Je dirai donc qu’il m’est pénible de développer à nouveau une opinion qui était exclusivement mienne, maintenant que les limaçons de la presse ont déposé sur elle leur traînée repoussante d’interminable phraséologie, d’hypothèses vulgaires, de patriotisme stipendié et d’ardeurs à tant la ligne. Oui, quand la haine siffleuse et le dédain sournois me poursuivaient, j’écrivais avec plus de passion, sur le rôle révolutionnaire de la Russie, qu’aujourd’hui. Car la pensée d’un homme c’est la toute jeune vierge qu’il élève et respecte, et qu’il ne reconnaît plus quand elle a été flétrie par un priapisme vénal, avant d’être devenue belle et forte, comme il l’avait rêvée. À l’homme infiniment affectueux dont on a ravi la bien-aimée, au père dont on a violé la fille, à l’auteur artiste, je n’ai donc pas besoin de dire ce qu’il m’en coûte pour reprendre cette question de Russie sur laquelle se vautre maintenant la grande prostitution politique.

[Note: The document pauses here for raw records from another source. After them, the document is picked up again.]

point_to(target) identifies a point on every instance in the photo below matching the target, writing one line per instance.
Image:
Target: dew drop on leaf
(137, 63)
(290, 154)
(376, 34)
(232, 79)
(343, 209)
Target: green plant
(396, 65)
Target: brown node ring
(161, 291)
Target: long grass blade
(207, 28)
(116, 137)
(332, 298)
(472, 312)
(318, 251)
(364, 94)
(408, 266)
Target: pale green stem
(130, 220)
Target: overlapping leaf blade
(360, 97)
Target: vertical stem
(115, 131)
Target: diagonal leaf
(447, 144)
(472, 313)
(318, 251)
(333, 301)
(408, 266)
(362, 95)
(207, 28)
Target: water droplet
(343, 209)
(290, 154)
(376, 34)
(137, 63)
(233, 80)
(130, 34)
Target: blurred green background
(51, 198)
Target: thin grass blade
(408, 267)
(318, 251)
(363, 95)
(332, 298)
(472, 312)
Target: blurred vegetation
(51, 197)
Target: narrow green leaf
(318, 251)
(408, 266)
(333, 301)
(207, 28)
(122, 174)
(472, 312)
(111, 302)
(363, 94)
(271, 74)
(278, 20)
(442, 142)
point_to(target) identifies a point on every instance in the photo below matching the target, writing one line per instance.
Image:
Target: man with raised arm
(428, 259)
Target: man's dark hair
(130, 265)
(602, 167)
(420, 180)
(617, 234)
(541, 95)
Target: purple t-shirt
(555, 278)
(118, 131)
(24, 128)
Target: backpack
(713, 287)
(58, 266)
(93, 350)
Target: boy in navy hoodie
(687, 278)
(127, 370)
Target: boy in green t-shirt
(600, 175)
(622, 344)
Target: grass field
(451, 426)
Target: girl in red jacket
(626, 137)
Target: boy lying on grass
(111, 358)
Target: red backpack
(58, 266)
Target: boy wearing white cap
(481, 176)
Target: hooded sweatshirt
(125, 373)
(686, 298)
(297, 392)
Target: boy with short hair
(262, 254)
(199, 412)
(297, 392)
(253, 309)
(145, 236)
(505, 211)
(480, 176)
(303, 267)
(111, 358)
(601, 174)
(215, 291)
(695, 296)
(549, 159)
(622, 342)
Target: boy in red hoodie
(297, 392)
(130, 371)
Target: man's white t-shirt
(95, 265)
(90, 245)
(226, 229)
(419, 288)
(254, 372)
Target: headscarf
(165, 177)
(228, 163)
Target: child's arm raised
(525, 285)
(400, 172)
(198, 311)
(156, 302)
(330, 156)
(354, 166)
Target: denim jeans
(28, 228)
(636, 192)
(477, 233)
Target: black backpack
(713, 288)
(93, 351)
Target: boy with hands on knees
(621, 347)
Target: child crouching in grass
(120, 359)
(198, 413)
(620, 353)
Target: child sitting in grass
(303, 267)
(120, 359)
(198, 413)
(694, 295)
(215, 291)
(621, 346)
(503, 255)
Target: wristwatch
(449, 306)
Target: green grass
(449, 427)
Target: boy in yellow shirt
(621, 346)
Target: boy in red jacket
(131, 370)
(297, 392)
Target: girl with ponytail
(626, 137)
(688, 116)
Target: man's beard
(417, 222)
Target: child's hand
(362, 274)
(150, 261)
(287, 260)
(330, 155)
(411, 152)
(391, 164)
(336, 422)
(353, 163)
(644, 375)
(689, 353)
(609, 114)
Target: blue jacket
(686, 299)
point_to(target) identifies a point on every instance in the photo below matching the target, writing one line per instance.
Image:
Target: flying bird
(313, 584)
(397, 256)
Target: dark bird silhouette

D’autres craindraient de laisser soupçonner ce sentiment intime et voudraient cacher la démangeaison de leur personnalité sous quelque beau prétexte de dévouement. Eh ! pourquoi donc mentirais-je ? Si j’éprouve ce sentiment d’amour-propre, c’est qu’il est naturel à l’homme de s’attacher à son travail et d’en réclamer les fruits, louanges ou injures ; c’est qu’il y a des injures qui honorent.


VIII.   Si c’est là de l’orgueil, je ne m’en défends pas.